Sandwiches. Pizza. Salad bars. Burritos.
These staples have become blank canvases, open to endless variations, tailored to individual tastes. Many fast casual restaurants have capitalized on the “have it your way” trend by offering a list of ingredients that can be mixed and matched at will.
Naf Naf Grill, located in the new Hub Building at 555 State St., is the latest chain to present a variation on the choose-your-own-adventure theme, this time with an array of Mediterranean food.
As you enter, the signature “camel crossing” signs on the walls lead you to an orderly line where you can peruse the small menu. Fitting in well with the local vibe, Naf Naf Grill emphasizes fresh ingredients prepared in an open kitchen.

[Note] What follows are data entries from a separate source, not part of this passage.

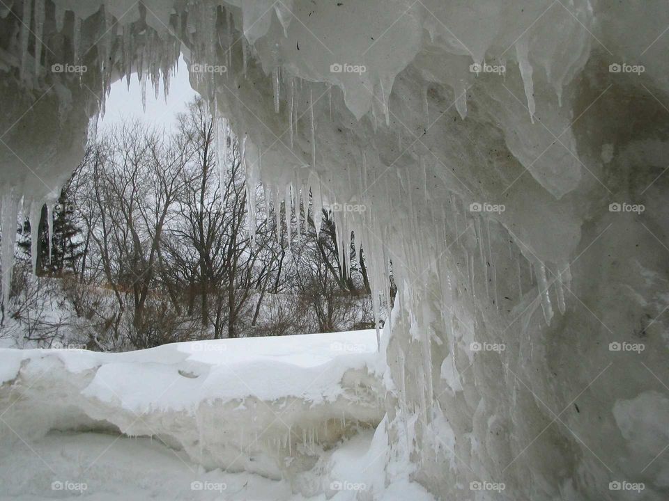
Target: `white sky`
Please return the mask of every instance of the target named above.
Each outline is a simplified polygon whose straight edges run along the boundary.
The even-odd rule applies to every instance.
[[[141,107],[141,86],[137,80],[137,74],[133,73],[130,77],[130,90],[125,78],[112,85],[111,92],[107,99],[105,116],[100,120],[99,125],[119,123],[123,117],[131,120],[146,120],[159,126],[176,123],[176,114],[185,111],[186,103],[196,95],[197,93],[191,88],[188,81],[187,65],[183,57],[180,56],[178,71],[170,78],[167,102],[162,84],[160,84],[158,98],[155,99],[151,81],[147,81],[146,111],[144,113]]]

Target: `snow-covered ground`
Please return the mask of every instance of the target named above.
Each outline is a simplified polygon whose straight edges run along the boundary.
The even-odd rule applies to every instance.
[[[416,485],[384,484],[376,342],[357,331],[0,349],[0,497],[415,498]]]

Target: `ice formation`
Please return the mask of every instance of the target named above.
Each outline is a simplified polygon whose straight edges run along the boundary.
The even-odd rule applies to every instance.
[[[6,296],[17,208],[112,81],[167,86],[182,51],[249,179],[357,206],[334,215],[375,292],[392,262],[387,482],[402,457],[438,499],[667,497],[665,2],[170,3],[0,9]]]
[[[5,440],[52,430],[155,436],[206,468],[273,480],[298,482],[383,417],[374,331],[126,353],[0,349],[0,360]]]

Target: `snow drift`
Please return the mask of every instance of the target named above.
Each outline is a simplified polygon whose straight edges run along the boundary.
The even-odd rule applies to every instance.
[[[155,436],[209,470],[295,479],[380,422],[378,358],[373,331],[116,354],[3,349],[2,420],[12,431],[3,435]]]
[[[666,498],[663,2],[102,4],[1,12],[6,269],[110,82],[183,51],[249,180],[317,224],[364,207],[341,248],[376,291],[392,262],[387,482],[403,458],[443,499]]]

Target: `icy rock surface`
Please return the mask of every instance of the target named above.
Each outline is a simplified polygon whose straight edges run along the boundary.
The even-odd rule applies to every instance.
[[[442,499],[666,498],[666,2],[102,3],[0,13],[5,269],[110,82],[180,49],[224,66],[191,81],[249,179],[357,206],[376,291],[392,262],[387,482],[403,458]]]
[[[290,480],[383,417],[373,331],[114,354],[1,349],[0,361],[8,449],[52,430],[121,432],[209,470]]]

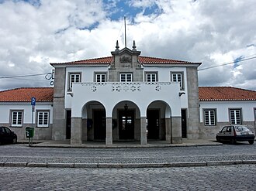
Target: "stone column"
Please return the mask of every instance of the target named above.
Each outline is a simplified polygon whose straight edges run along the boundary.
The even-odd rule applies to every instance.
[[[147,118],[140,118],[140,145],[147,145]]]
[[[112,145],[112,118],[106,118],[106,145]]]
[[[82,119],[81,118],[71,118],[71,144],[81,144]]]
[[[66,139],[66,120],[64,118],[64,90],[65,90],[66,69],[55,68],[54,107],[53,107],[53,140]]]
[[[182,118],[171,117],[171,143],[182,143]]]
[[[165,140],[171,143],[171,118],[165,118]]]
[[[199,137],[199,99],[197,67],[187,68],[188,99],[189,99],[189,131],[188,138]]]

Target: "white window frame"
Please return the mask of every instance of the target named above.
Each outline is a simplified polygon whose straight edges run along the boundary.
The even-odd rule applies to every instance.
[[[216,109],[204,109],[203,117],[205,126],[215,126],[216,119]]]
[[[171,81],[179,82],[181,90],[184,90],[184,80],[183,80],[183,72],[172,72],[171,73]]]
[[[40,118],[42,118],[41,119]],[[37,121],[36,125],[38,128],[48,128],[50,121],[50,111],[37,111]]]
[[[242,109],[232,108],[229,113],[230,124],[242,124]]]
[[[73,83],[77,83],[77,82],[81,82],[81,73],[70,73],[68,77],[68,90],[72,90],[72,84]]]
[[[23,123],[23,111],[12,111],[11,126],[22,127]],[[14,116],[16,114],[16,117]]]
[[[157,73],[146,73],[146,82],[157,82]]]
[[[103,78],[103,77],[104,77],[104,78]],[[106,82],[106,73],[95,73],[95,82],[98,82],[98,83]]]
[[[133,81],[132,73],[120,73],[120,82],[132,82],[132,81]]]

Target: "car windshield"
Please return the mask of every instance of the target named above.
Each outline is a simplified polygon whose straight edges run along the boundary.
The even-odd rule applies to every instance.
[[[251,131],[251,129],[246,126],[237,126],[235,127],[237,132],[242,132],[242,131]]]

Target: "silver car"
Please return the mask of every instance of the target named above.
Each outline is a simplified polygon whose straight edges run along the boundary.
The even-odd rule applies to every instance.
[[[236,142],[248,142],[252,145],[255,136],[251,130],[245,125],[225,126],[216,134],[217,142],[230,142],[234,144]]]

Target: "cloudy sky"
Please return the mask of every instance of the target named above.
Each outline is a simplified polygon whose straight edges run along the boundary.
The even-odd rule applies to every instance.
[[[50,63],[111,56],[116,40],[124,46],[126,16],[127,46],[134,39],[142,56],[202,62],[200,86],[256,90],[255,7],[256,0],[0,0],[0,90],[50,87]]]

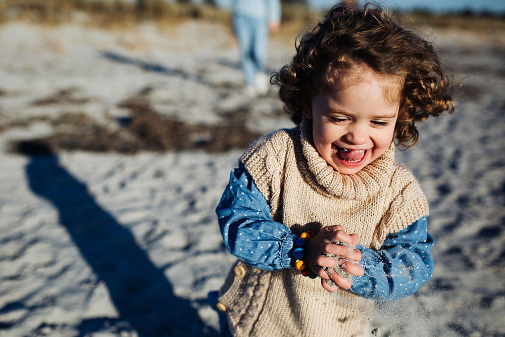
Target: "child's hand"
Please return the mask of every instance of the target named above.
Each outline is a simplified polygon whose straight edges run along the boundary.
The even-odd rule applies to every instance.
[[[331,243],[341,242],[349,246],[337,245]],[[337,264],[342,269],[352,275],[361,276],[365,273],[363,268],[357,263],[361,260],[361,252],[356,249],[356,245],[360,242],[360,238],[356,234],[347,234],[344,228],[340,225],[328,226],[321,229],[315,237],[307,242],[305,248],[305,260],[309,267],[321,278],[323,287],[333,293],[336,287],[330,286],[326,280],[330,277],[337,285],[344,289],[350,289],[352,283],[334,272],[332,269]],[[356,261],[356,263],[349,261],[337,260],[322,254],[333,254],[344,257]],[[322,267],[328,267],[326,270]]]

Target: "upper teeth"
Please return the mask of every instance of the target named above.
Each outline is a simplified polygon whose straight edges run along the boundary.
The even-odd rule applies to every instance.
[[[341,149],[342,149],[342,150],[343,150],[343,151],[345,151],[346,152],[348,152],[349,151],[352,151],[352,150],[350,150],[349,149],[345,149],[344,148],[342,148]],[[356,151],[358,153],[363,153],[363,152],[365,152],[365,150],[355,150],[354,151]]]

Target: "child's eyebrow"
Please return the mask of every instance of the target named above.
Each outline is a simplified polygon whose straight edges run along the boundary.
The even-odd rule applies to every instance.
[[[378,119],[387,119],[388,118],[394,118],[396,117],[396,113],[395,113],[391,115],[376,115],[375,116],[373,116],[373,118],[374,119],[376,118]]]

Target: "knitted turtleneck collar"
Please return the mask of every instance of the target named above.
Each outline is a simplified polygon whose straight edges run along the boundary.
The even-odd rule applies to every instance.
[[[356,173],[342,174],[330,166],[319,154],[312,138],[311,121],[302,119],[300,140],[308,169],[308,182],[321,192],[345,199],[363,200],[386,185],[394,170],[394,145]],[[302,170],[305,171],[305,170]]]

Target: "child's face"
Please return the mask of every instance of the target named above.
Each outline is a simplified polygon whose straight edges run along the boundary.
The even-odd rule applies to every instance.
[[[399,107],[399,86],[363,67],[358,79],[339,90],[320,93],[304,114],[312,119],[314,143],[339,172],[354,174],[379,158],[393,140]],[[355,73],[354,75],[357,75]],[[387,97],[385,92],[389,91]]]

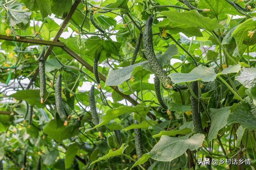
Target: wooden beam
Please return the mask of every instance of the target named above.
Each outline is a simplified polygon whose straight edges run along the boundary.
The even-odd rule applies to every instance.
[[[65,45],[64,43],[59,42],[53,42],[51,41],[33,39],[32,38],[28,38],[26,37],[21,37],[19,39],[18,39],[15,37],[14,37],[13,36],[7,36],[1,34],[0,34],[0,40],[25,43],[31,43],[38,45],[52,45],[55,47],[62,47]]]

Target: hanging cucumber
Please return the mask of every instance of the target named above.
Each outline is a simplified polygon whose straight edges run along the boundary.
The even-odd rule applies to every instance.
[[[29,120],[28,121],[28,125],[31,125],[32,123],[32,118],[33,117],[33,107],[29,106]]]
[[[194,81],[191,83],[191,89],[196,96],[198,96],[198,82]],[[192,119],[193,123],[196,133],[204,133],[202,125],[201,115],[199,111],[200,102],[192,95],[191,96],[192,108]]]
[[[42,58],[39,60],[38,66],[39,70],[39,79],[40,83],[40,97],[41,103],[44,103],[44,97],[45,95],[46,89],[46,79],[45,78],[45,68],[44,67],[44,60]]]
[[[134,120],[134,123],[138,124],[138,122]],[[135,150],[138,159],[140,159],[143,154],[143,144],[141,134],[141,129],[134,129],[134,140],[135,143]]]
[[[136,43],[136,46],[135,47],[135,49],[133,53],[133,55],[132,55],[132,61],[131,61],[130,65],[133,65],[135,62],[136,58],[137,57],[137,55],[138,53],[140,50],[140,44],[141,43],[141,39],[142,38],[142,34],[140,34],[140,36],[137,40],[137,43]]]
[[[90,19],[91,20],[91,22],[92,22],[92,25],[99,31],[100,32],[102,32],[103,34],[105,34],[105,31],[104,31],[102,28],[100,27],[98,25],[94,19],[93,19],[93,14],[94,12],[91,12],[90,14]]]
[[[160,90],[160,81],[157,76],[155,77],[155,91],[156,91],[156,98],[159,102],[159,104],[165,110],[168,109],[168,107],[165,104],[163,100],[161,95],[161,91]]]
[[[94,98],[94,85],[92,85],[92,87],[89,93],[89,102],[90,107],[91,108],[91,113],[92,114],[92,121],[94,126],[98,125],[99,123],[99,117],[97,113],[96,105],[95,104],[95,98]],[[99,131],[99,136],[100,138],[102,137],[101,128],[97,128]]]
[[[154,51],[152,28],[153,20],[153,17],[151,16],[148,18],[143,35],[146,57],[155,75],[158,77],[161,83],[166,88],[170,88],[172,87],[172,84],[171,78],[166,75],[165,71],[163,69],[159,62],[156,59]]]
[[[38,159],[37,160],[37,164],[36,167],[37,170],[41,170],[41,156],[40,156]]]
[[[100,85],[100,79],[99,76],[99,73],[98,71],[98,63],[100,59],[100,53],[97,57],[94,58],[93,60],[93,73],[94,74],[96,82],[98,83],[98,89],[100,89],[101,87]]]
[[[60,116],[60,119],[62,121],[65,121],[66,119],[66,115],[64,109],[64,106],[61,97],[61,73],[60,73],[57,78],[56,85],[55,85],[55,104],[57,112]]]

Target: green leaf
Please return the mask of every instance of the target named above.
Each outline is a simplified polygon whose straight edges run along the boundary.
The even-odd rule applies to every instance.
[[[72,6],[72,0],[54,0],[50,1],[52,13],[58,16],[62,16]]]
[[[119,116],[126,113],[130,113],[133,112],[139,113],[141,115],[146,114],[150,110],[150,107],[137,105],[135,107],[132,106],[121,106],[118,108],[110,109],[107,111],[106,115],[102,116],[102,121],[98,125],[92,128],[86,129],[85,132],[90,130],[105,125],[110,121],[118,118]]]
[[[174,73],[169,76],[175,84],[180,83],[189,82],[200,80],[202,81],[213,81],[217,76],[232,73],[237,73],[241,69],[241,65],[230,65],[218,74],[216,74],[213,67],[207,67],[199,65],[188,73]]]
[[[55,69],[60,69],[62,65],[55,58],[51,58],[45,61],[45,71],[51,72]]]
[[[36,105],[40,107],[43,107],[44,105],[40,103],[40,90],[24,90],[17,91],[9,97],[14,97],[18,100],[24,100],[32,105]],[[48,95],[46,93],[45,96]]]
[[[240,125],[236,132],[236,136],[237,136],[236,146],[237,148],[240,148],[240,144],[244,132],[244,130],[245,128],[243,128],[242,125]]]
[[[228,117],[228,123],[229,124],[233,122],[239,123],[243,127],[250,130],[256,129],[256,111],[255,109],[252,109],[251,106],[255,107],[252,102],[251,103],[239,103],[234,112]]]
[[[244,67],[238,75],[236,77],[236,80],[248,89],[252,89],[256,84],[256,68]]]
[[[22,0],[26,7],[32,11],[39,10],[43,18],[52,14],[51,6],[48,0]]]
[[[55,161],[59,155],[59,152],[56,150],[52,150],[45,155],[44,157],[44,164],[50,165]]]
[[[210,50],[207,51],[206,57],[208,61],[215,61],[218,55],[219,54],[215,51]]]
[[[216,28],[221,28],[223,26],[218,22],[216,18],[210,19],[200,14],[196,10],[179,12],[176,10],[170,12],[162,11],[161,15],[167,17],[170,21],[177,23],[185,24],[192,26],[198,27],[212,31]]]
[[[194,150],[202,146],[204,140],[203,134],[195,134],[190,138],[188,136],[177,138],[162,136],[149,152],[150,158],[160,161],[171,161],[185,153],[188,149]]]
[[[248,36],[248,31],[253,31],[256,29],[256,21],[254,18],[250,18],[239,24],[232,34],[240,55],[244,52],[247,44],[252,45],[256,43],[255,34],[251,38]]]
[[[158,56],[157,58],[162,65],[164,65],[170,63],[171,59],[177,53],[178,48],[176,45],[172,45],[168,47],[165,53],[162,55]],[[147,61],[122,69],[111,70],[108,73],[105,87],[116,86],[122,84],[130,79],[132,74],[141,70],[142,68],[148,70],[150,70],[150,67],[148,65]]]
[[[154,122],[151,120],[148,121],[151,124],[154,124]],[[150,126],[146,121],[143,121],[139,124],[133,124],[122,129],[122,130],[125,132],[131,129],[135,128],[146,128],[147,129]]]
[[[211,126],[207,140],[210,142],[217,137],[219,130],[227,125],[227,119],[230,114],[230,107],[210,109]]]
[[[153,135],[153,138],[158,138],[161,137],[162,135],[171,136],[175,136],[177,134],[187,134],[191,132],[191,129],[185,128],[180,130],[172,130],[169,131],[161,130],[159,133]]]
[[[138,160],[136,161],[136,162],[134,163],[134,164],[132,165],[132,168],[131,168],[130,170],[137,165],[140,165],[141,164],[144,163],[145,162],[147,162],[148,160],[149,159],[150,157],[150,156],[149,155],[149,154],[143,154],[141,158],[140,158]]]
[[[115,150],[114,151],[113,151],[112,149],[110,150],[108,154],[106,155],[104,155],[102,157],[99,158],[97,160],[93,161],[91,163],[91,164],[90,164],[90,166],[92,164],[95,164],[95,163],[100,161],[101,160],[106,160],[106,159],[110,158],[119,155],[122,155],[123,154],[123,152],[124,151],[124,150],[128,146],[127,145],[125,146],[125,144],[122,144],[120,148],[119,148],[117,150]]]
[[[22,30],[24,30],[27,25],[30,23],[31,12],[22,11],[22,6],[18,2],[7,6],[8,19],[9,25],[14,26],[17,25]],[[19,11],[19,12],[18,12]]]
[[[65,168],[66,169],[71,166],[79,150],[79,146],[76,143],[68,146],[65,157]]]
[[[142,155],[132,168],[146,162],[150,158],[160,161],[171,161],[185,153],[188,149],[194,150],[201,147],[205,137],[203,134],[200,133],[190,138],[188,136],[175,138],[162,136],[153,149]]]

Diners can even watch fluffy round pitas come out of the oven through a window to the bakery.
Naf Naf Grill lets one choose a protein (beef, chicken or falafel, fried chickpea patties) and a meal base (pita, saffron-colored basmati rice, lettuce salad or hummus). Diners move through a cafeteria-style line choosing toppings and sauces to give the dish crunch and spice.
Focused on the falafel, I ordered a Veggie Feast ($8.99), anchored by a layer of both hummus and baba ghanoush (a smooth, garlicky eggplant spread) and topped with four crispy balls of falafel, which are made fresh every 15 minutes, according to my helpful server.
From there I was free to customize. I wanted the full experience: sliced onions sprinkled with cumin; chopped salad of tomatoes, cucumbers, cilantro and white cabbage; shaved purple cabbage seasoned with lemon; and sliced pickles. All of these were heaped on in generous portions.
Tahini sauce, a light dressing made of yogurt and nutty sesame paste, topped the entire lunch bowl. I requested each of the other sauces on the side so I could taste different combinations. The dish came with one of the warm pitas I saw baked minutes earlier. If I’d had a larger appetite, I could have added lentil soup or Naf fries to my tray.
The result of my mixing and matching was a bit of a jumble, but much of it was delicious. The falafel were warm, perfectly crispy on the outside and surprisingly light on the inside.
The four golf ball sized golden nuggets were especially good paired with the subtle, creamy hummus and fresh matchsticks of cucumber. But the chickpea puree was hard to find under my thick layer of veggie slaws, and its eggplant counterpart had an overwhelming smokey flavor that drowned other ingredients.
Sauces could completely change the character of the dish. Garlic sauce was strong and salty. S’khug, a homemade mixture of red peppers, jalapenos garlic and cumin, tasted like traditional Mexican salsa.
And the fire sauce was self explanatory — it's only for those with a fondness for sriracha-like heat. Finally, an olive oil dressing is offered for diners looking for simplicity, or something decadent to dip their pitas in.
The pita itself was a much spongier version of traditional Middle Eastern bread than I had eaten before. Like downgrading from a French baguette to Wonder bread, it made me long for something with more character.
But with entrees that range from $6-$9, Naf Naf Grill’s quick, fresh and affordable menu feels like a good addition to the eateries near campus. The lovely falafel is reason enough to go back until I find just the right combination of ingredients to make my perfect lunch.